One can see from Fig. 3 that the MA detection accuracy would not be good when the frame size is either too small or too large. This phenomenon coincides with the discussion in the section of Automatic Frame-Size Determination above. The complete MA detection result for the aforementioned PPG signal is shown in Fig. 4. Figure 4 demonstrates the effectiveness of our proposed new scheme for detecting abrupt MAs in the PPG signal.

Fig. 4
figure 4

The MA detection for a PPG signal. The PPG signal was measured on the fingertip of the subject when the subject moved the finger randomly. The red vertical lines indicate the starting times of the MAs while the green vertical lines manifest the terminal times of the MAs. (Color figure online)

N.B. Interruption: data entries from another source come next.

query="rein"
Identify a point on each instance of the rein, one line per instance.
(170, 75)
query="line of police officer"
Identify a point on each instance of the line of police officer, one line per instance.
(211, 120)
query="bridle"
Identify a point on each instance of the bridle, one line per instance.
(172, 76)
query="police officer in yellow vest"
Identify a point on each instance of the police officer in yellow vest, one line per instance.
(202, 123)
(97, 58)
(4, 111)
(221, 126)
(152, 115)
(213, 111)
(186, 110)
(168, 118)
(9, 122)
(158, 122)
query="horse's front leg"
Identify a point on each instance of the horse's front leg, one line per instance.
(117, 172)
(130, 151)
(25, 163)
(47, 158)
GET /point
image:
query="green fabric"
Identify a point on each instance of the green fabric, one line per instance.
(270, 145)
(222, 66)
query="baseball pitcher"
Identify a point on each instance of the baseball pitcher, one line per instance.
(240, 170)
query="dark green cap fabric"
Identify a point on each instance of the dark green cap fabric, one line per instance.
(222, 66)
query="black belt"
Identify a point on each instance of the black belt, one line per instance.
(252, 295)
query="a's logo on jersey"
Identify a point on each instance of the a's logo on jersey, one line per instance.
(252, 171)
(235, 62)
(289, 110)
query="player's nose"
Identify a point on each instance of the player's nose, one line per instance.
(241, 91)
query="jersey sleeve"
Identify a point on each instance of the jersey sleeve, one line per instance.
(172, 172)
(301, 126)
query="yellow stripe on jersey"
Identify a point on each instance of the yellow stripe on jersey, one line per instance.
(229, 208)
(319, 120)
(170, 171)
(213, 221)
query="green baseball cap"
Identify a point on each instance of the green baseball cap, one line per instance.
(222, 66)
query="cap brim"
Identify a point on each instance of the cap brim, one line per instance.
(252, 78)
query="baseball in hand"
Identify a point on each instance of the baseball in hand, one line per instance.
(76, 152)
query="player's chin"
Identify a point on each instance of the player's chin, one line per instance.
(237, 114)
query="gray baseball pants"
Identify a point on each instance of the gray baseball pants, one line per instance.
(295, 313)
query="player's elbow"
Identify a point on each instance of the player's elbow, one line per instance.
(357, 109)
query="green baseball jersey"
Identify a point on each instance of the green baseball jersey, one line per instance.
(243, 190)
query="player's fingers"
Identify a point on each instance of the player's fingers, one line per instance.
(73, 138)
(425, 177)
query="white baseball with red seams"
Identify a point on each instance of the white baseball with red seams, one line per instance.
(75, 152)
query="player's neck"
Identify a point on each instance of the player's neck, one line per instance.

As a potential application for our proposed MA tailoring algorithm, the heart-rate tracking was also performed thereupon. First, the MA corrupted signal was tailored using our method. Whenever the HR tracking algorithm (peak-to-peak time-difference estimation according to [12]) encounters the “tailored samples” with an infinity value, the HR measure will stop updating. The HR tracking error-percentages were computed for three different subjects, each calculated from around 10 min of data. Table 1 lists the corresponding results, where “Raw”, “Our Method”, and “TROIKA” denote the unprocessed raw signal data, the tailored signal using our proposed method, and the processed data using the TROIKA method in [11]. It is evident that our proposed new approach greatly outperforms the TROIKA method.

Table 1 The average heart-rate error-percentage (%) comparison

4 Conclusion

The detection and removal of the motion artifacts in a PPG signal is crucial for many signal processing applications. Existing techniques are often designed to deal with the MAs caused by the subject’s running or jogging. In this paper, a novel MA detection method built upon the automatic frame-size determination is proposed to tailor the PPG signals containing abrupt MAs. The proposed MA tailoring scheme has demonstrated the effectiveness via real experiments and can be applied for robust heart-rate or blood-oxygen-level measurements, since it can preserve the original waveform structure of the PPG signal but other existing methods fail to do so.